B.P.R.D. - The Devil You Know #13B.P.R.D. – The Devil You Know #13 [Dark Horse Comics]
Scénario de Mike Mignola & Scott Allie
Dessins de Laurence Campbell
Parution aux USA le mercredi 6 février 2019

Le Mignolaverse nous a habitué à une « horreur intime », puisée dans les récits d’Edgar Allan Poe ou d’Howard Phillips Lovecraft. Depuis des décennies Hellboy, le B.P.R.D. ou les autres héros qui composent cette mythologie affrontent plus volontiers des créatures hideuses et démoniaques dans des églises désaffectées, des manoirs peuplées d’ombres, d’anciens tombeaux, peut-être quelques bourgades à l’occasion… Ils défendent le monde mais loin du monde, se battant justement pour que les abominations n’approchent pas « la ville » au sens ancien. Avec The Devil You Know, Mike Mignola et Scott Allie ont fait voler cette barrière en éclat. La fin probable, imminente, du monde est là et elle frappe donc le monde dans son ensemble. Et là-dessus les deux scénaristes s’y entendent pour faire monter les enjeux. Après quelques épisodes passés à essayer d’atteindre le centre de New York, envahie par des armées de démons, Hellboy et sa clique ont désormais réalisé que ce n’est jamais qu’une « borne » parmi d’autres à travers le monde. C’est la planète entière qui sombre dans la démence, dans le Ragnarok, sous l’emprise des Ogrdu Hem. On n’est plus dans un schéma à la Ghostbusters (« allez tuer la bestiole et refermez le portail en haut de l’immeuble et ce sera gagné ») mais dans quelque chose qui a carrément une autre dimension, tandis que les auteurs donnent véritablement l’impression de refermer la boucle, comme si toutes les histoires depuis le premier récit d’Hellboy avaient convergées vers ce qui ressemble à cette conclusion. Et Hellboy de réaliser qu’après des décennies à s’être détesté pour être, potentiellement, la menace qui détruira un jour le monde… l’Apocalypse est bien là mais qu’il n’en est pas (à ce stade) le responsable. Ce qui donne d’ailleurs un intéressant contrechamp après l’apathie qui était la sienne ces derniers mois, un peu perturbé par son « retour ». Hellboy reprend de l’intérêt aux choses dès lors qu’elles ne lui paraissent plus écrites d’avance. Mais peut-il changer quoi que ce soit aux événements qui approchent ?

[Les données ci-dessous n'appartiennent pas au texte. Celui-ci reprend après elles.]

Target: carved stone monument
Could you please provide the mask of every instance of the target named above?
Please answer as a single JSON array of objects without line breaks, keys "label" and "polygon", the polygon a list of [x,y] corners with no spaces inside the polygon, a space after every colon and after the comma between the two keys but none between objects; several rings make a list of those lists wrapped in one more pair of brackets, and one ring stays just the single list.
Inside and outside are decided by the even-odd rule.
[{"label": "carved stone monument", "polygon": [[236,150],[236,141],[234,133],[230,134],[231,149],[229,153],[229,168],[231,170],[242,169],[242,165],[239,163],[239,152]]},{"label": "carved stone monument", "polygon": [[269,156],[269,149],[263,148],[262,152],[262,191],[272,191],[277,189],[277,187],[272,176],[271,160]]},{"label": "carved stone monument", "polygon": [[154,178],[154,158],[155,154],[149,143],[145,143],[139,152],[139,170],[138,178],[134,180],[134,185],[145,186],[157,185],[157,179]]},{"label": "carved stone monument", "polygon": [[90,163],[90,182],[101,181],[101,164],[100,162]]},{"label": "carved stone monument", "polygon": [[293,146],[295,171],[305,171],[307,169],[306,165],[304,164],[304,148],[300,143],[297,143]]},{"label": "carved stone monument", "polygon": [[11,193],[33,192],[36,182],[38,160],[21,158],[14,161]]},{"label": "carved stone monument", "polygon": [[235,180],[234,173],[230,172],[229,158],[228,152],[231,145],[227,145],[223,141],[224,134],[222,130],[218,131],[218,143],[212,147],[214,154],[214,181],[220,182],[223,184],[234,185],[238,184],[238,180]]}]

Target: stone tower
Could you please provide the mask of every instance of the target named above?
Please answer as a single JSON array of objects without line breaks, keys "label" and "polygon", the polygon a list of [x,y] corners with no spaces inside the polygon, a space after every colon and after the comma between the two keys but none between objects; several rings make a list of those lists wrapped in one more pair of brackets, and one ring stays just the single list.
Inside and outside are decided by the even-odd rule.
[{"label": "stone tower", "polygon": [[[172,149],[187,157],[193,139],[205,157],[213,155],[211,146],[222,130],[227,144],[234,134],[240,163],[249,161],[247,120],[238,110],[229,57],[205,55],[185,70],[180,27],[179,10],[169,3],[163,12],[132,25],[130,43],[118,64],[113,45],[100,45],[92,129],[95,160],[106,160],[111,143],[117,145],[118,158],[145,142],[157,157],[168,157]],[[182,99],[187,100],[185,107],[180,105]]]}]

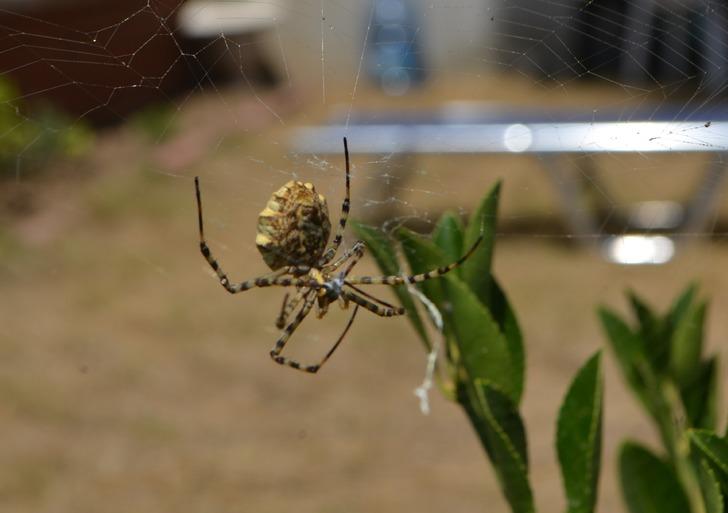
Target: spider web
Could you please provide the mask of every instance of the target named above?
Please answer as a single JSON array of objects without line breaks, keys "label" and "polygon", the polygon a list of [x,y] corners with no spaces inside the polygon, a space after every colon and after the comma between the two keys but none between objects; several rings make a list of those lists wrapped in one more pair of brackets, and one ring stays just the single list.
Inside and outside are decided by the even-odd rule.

« This is a fight we all started twenty five years ago. »

Dans les épisodes précédents, il y avait une phase de la « bataille de New York » où Laurence Campbell, aux dessins, était peut-être moins à l’aise. La chorégraphie des combats, utilisant Liz comme un personnage volant et enflammé pour repousser les hordes de l’enfer avait quelque chose d’un poil super-héroïque, un peu incongru dans le registre habituel du BPRD. Là, bien qu’il y ait d’hideuses créatures tentaculaires grosses comme des immeubles et quelques scènes d’action, il n’en reste pas moins que la tonalité de l’épisode est un peu comme un œil du cyclone. Même si quelques personnages disparaissent encore, même s’il serait faux de dire qu’il ne se passe rien et que les héros sont « tranquilles », les guerriers reprennent leur souffle avant ce qui sera l’opération de la dernière chance ou, plus probablement, un dernier baroud d’honneur. Et à ce stade, c’est là toute la force du creator-owned par rapport à une série détenue par les major compagnies qui continuera coûte que coûte pour vendre des jouets et des variants covers. Un peu à l’instar de Robert Kirkman dans les derniers temps d’Invincible, Mignola et ses ouailles peuvent tout se permettre. Bien malin qui pourrait parier qu’au bout de la route il n’y a pas réellement une Apocalypse finale, sans retour. Après tous les scénaristes pourraient bien éteindre leur univers et continuer via des mini-séries annexes, de raconter le passé des héros (à la manière de ce qui s’est passé quand Hellboy était en enfer, d’autant que les pages éditoriales promettent du nouveau, un changement de cap sur ce terrain). Ou bien peut-être qu’il y aura à la fin une happy end, une scène où Hellboy et Liz s’en vont dans le lointain après avoir éradiqué tout Mal sur Terre ? Tout est possible. Mais pour l’heure, c’est un sentiment de fin imminente. Il ne reste que deux épisodes à la série et les auteurs peuvent tout se permettre…

[Xavier Fournier]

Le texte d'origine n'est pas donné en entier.